I'm kind of following the Houseworks Organized Christmas Plan - although on a kind of sped-up schedule, because we're planning to sell our house and would therefore like to have it "company-ready" before mid-November. Last week the decluttering assignment was "the craft room", which has really needed a good going-through for years. I've turned up some interesting stuff...
- The curtains I've been meaning to work on for years. Amazingly, all the pieces, including all 24 buttons (which is good, because they need to match another set and I think they're discontinued) were there. I'll actually have them finished by the end of the week; the key to getting that done was to tell my Sewing Neurosis to shut its yap, remind myself that it doesn't matter if the tabs are wrong as long as they're all wrong the same, stop worrying about where I'm a millimeter off straight, and just sew it.
- Felt Santa, a Dimensions beads/sequins/felt wall hanging thing I was working on years ago. Again, almost done - but I don't know if I still have all the pieces. It's possible Dimensions will send me anything I'm missing...
- A cross-stitched bookmark that I'd intended to back with a scrap from the curtains, plus the scrap from the curtains I'd intended to back it with. I'm almost convinced that it's actually ugly and I shouldn't bother finishing it - but I will, anyways.
- A box of afghan squares I've been carrying around for 25 years. About a quarter of them were made by my great-grandmother right before she died; I'd planned to finish it. After I got the rest of the squares made, I realized that, well, it was just ugly (featured colors: hot pink, lemon yellow, neon green...even in 1987, that was pretty much done), and stuffed it all in a box before sewing it together. I gave myself permission to throw it out.

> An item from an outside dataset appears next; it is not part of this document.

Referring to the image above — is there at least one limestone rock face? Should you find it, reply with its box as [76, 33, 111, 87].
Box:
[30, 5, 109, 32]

- I also gave myself permission to throw out a worn-out sleeping bag (Hubby wanted me to fix it, but it's not worth it), a worn and stained flannel sheet (it was going to be quilt innards, but I gave up on the quilt), and a few other similar items. The pile of worn-out T-shirts may yet find itself turned into
tarn, though.
- I also found, have given myself permission to throw out, but have not yet thrown out: a cookie tin containing about 75 skeins of embroidery floss, also formerly my great-grandmother's. The problem is, they came to me via my chain-smoking great-uncle - the tin has a kind of pretty picture on it, but when I got it, there was so much tobacco residue on it that I thought it was plain gold, and I was absolutely astonished when cleaning it up revealed a scene. Even sealed up inside the tin, the floss picked up a terrible smoke smell, and if anything it's gotten worse over the years, and really, I don't see that the benefit of cleaning it up (a bunch of run-of-the-mill embroidery floss, a lot of it in variegated colors I don't use) is worth the effort. I'm planning to save one or two skeins as a token, and then just dump the tin wholesale; I don't think I'd even give floss that stinky to the thrift store.
- The yarn stash is culled. I'm giving up on the tote of brown acrylic I was thinking of using to make a log cabin blanket; the thrift store is getting that, and a few other things. The whole stash, including spinning fiber, now fits into two big Rubbermaid totes and two small ones, and is entered into my Ravelry stash page. "Must Fit In Existing Stash Totes" seems like a pretty good guideline for future yarn stashing.
- The knitting needle stash is also culled. I officially kept a set of straight needles such that no two pairs are exactly alike (e.g. in size 6, I kept a set of metal 13" straights, a set of plastic 13" straights, and a set of metal 10" straights). The non-interchangeable circulars are sorted and stuck into their hanger. (It turns out I have a lot of size 8 circulars, and no size 9 needles at all. What gives there?) From the leftovers, I pulled out pairs for Daughter; any matched pairs from what was left went into the thrift store bag, and I'm torn about whether the unmatched needles (and I can find mates for a lot of them - it's just that both needles in the pair won't be the same) should be donated or scrapped.
The sad thing is, this only gets me to "mostly done" - there's a couple chairs that have just been shoved into the corner that I need to figure out what to do with, and they're in the way of really finishing the project. Most of what's left seems to be sewing-related - the mending basket (yikes!), a couple small totes of fabric, a lot of stray pattern pieces.